Early in her junior year, Michel saw an advertisement for the Nestlé internship on the CEC’s internship, jobs, workshops, and events online database, eFriars. She expressed interest to Goff, who helped her refine her résumé to make it more applicable to the position. Michel was selected and spent nearly three months at Nestlé’s prepared foods factory complex outside Cleveland, Ohio.
As one of the finance and control interns who are charged with leading a “real-world” project from start to finish, Michel analyzed and made recommendations for inventory control of an at-risk product. The internship involved working with the supply-chain, marketing, finance, accounting, and sales departments and concluded with a presentation in California to senior members of Nestlé’s finance organization.

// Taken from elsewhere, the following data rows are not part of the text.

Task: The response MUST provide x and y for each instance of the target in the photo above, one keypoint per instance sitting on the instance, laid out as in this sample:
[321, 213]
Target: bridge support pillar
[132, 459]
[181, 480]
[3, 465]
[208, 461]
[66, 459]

Highlights of the internship, which included social and professional networking opportunities, were virtual meetings on leadership qualities with Nestlé’s vice president of taxes, Michael Davis, the father of Sarah M. Davis ’15 (Shelton, Conn.).
Last September, a month after the internship ended, Michel was offered a position in Nestlé’s Finance & Control Professional Development Rotation Program as a finance management trainee. Her job will begin in July with the first of three rotations in different locations over a 3½-year stretch. Management trainees like Michel will develop technical knowledge and skills in various finance roles that span manufacturing, operations, supply chain, sales, and corporate finance. She will learn more intensely about daily processes, business unit strategies, and how finance plays a key role in cost management across the organization.
“I really wanted it. It is a big commitment,” said Michel, who added that she is close to her family, has a boyfriend, and hasn’t been away from home for long periods. “I’m anxious more than nervous. I’m very excited to learn and do something new.”
Fulfilling College experience
The job seals Michel’s concern going into college that she make the most of her education, she said, noting that the CEC and her business courses were pivotal in her journey to a finance career. In addition to the résumé assistance, counseling, and the eFriars database the CEC offered her, she attended College career fairs and recalled taking part in the “Boston Finance Road Trip” in which the center brought a small group of students to visit three businesses.
Several of her courses helped her apply knowledge she learned in her internships. In particular, she remembered an operations course that covered supply chain operations.
“What I was learning in class, I felt I could contribute elsewhere,” she said.
Emphasizing the importance of taking initiative, Michel said she was surprised by her personal development since her freshman year, when students oftentimes lack a sense of direction.
“I definitely evolved … to someone who has a strong work ethic, is passionate, and is very eager,” she said.